Começaram pelo consultório de Bovary e não incluíram na relação a cabeça frenológica que consideraram um instrumento da sua profissão; mas, na cozinha contaram os pratos, as panelas, as cadeiras, os castiçais e, no quarto de dormir, todas as bugigangas que estavam em cima da prateleira. Examinaram os vestidos, a roupa interior, a casa de banho; e a sua vida, até aos recantos mais íntimos, foi, como um cadáver a que se faz a autópsia, exposta de par em par aos olhares daqueles três homens.

O Dr. Hareng, apertado num casaco preto muito justo, de gravata branca, e com presilhas nas calças muito esticadas, repetia de vez em quanto:

- Dá licença? A senhora dá licença?

Exclamava frequentemente:

- Encantador!... Lindíssimo!

Depois voltava a escrever, molhando a pena no tinteiro de chifre que segurava com a mão esquerda.

Quando acabaram de ver os apartamentos, subiram ao sótão.

Ela conservava ali uma escrivaninha onde estavam fechadas as cartas de Rodolphe. Tinha de ser aberta.

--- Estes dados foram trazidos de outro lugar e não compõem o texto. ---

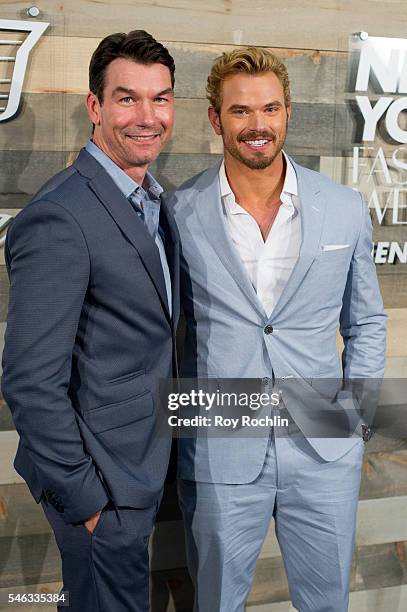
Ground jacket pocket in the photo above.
[83,391,154,433]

- Ah! É correspondência! - disse o Dr. Hareng com um sorriso discreto. - Mas desculpe, pois tenho de verificar se a caixa não contém outras coisas.

E inclinou ligeiramente os papéis como que para fazer cair napoleões.

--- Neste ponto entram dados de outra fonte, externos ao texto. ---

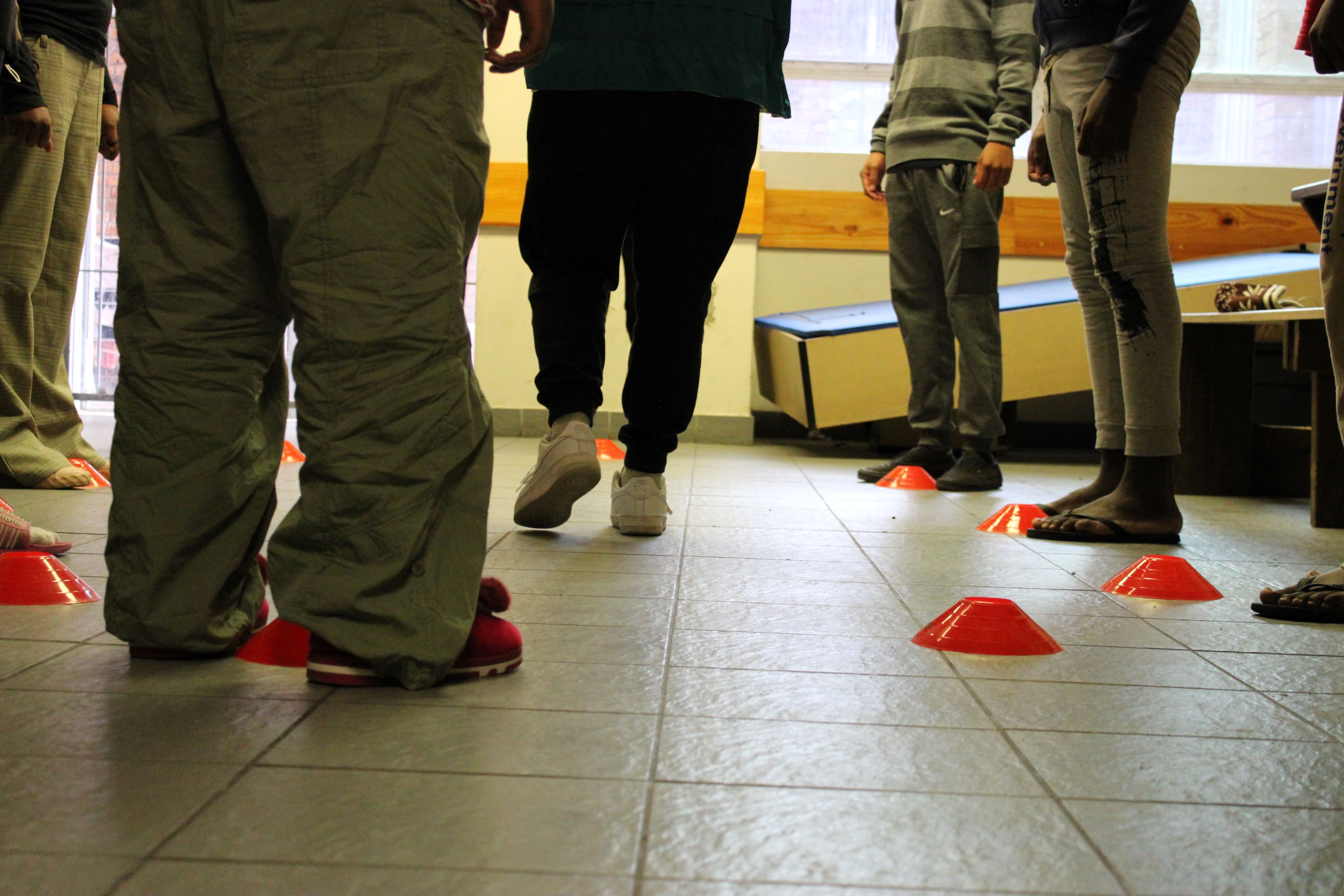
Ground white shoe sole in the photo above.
[513,454,602,529]
[612,516,668,534]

Então Emma indignou-se por ver aquela mão grosseira, com dedos vermelhos e moles como lesmas, tocando naquelas páginas em que lhe palpitara o coração.

Finalmente foram-se embora! Félicité entrou. A patroa mandara-a ficar de sentinela para afastar Bovary; e instalaram rapidamente no sótão o guarda da penhora, que jurou não sair dali.

Charles, durante o serão, pareceu-lhe preocupado.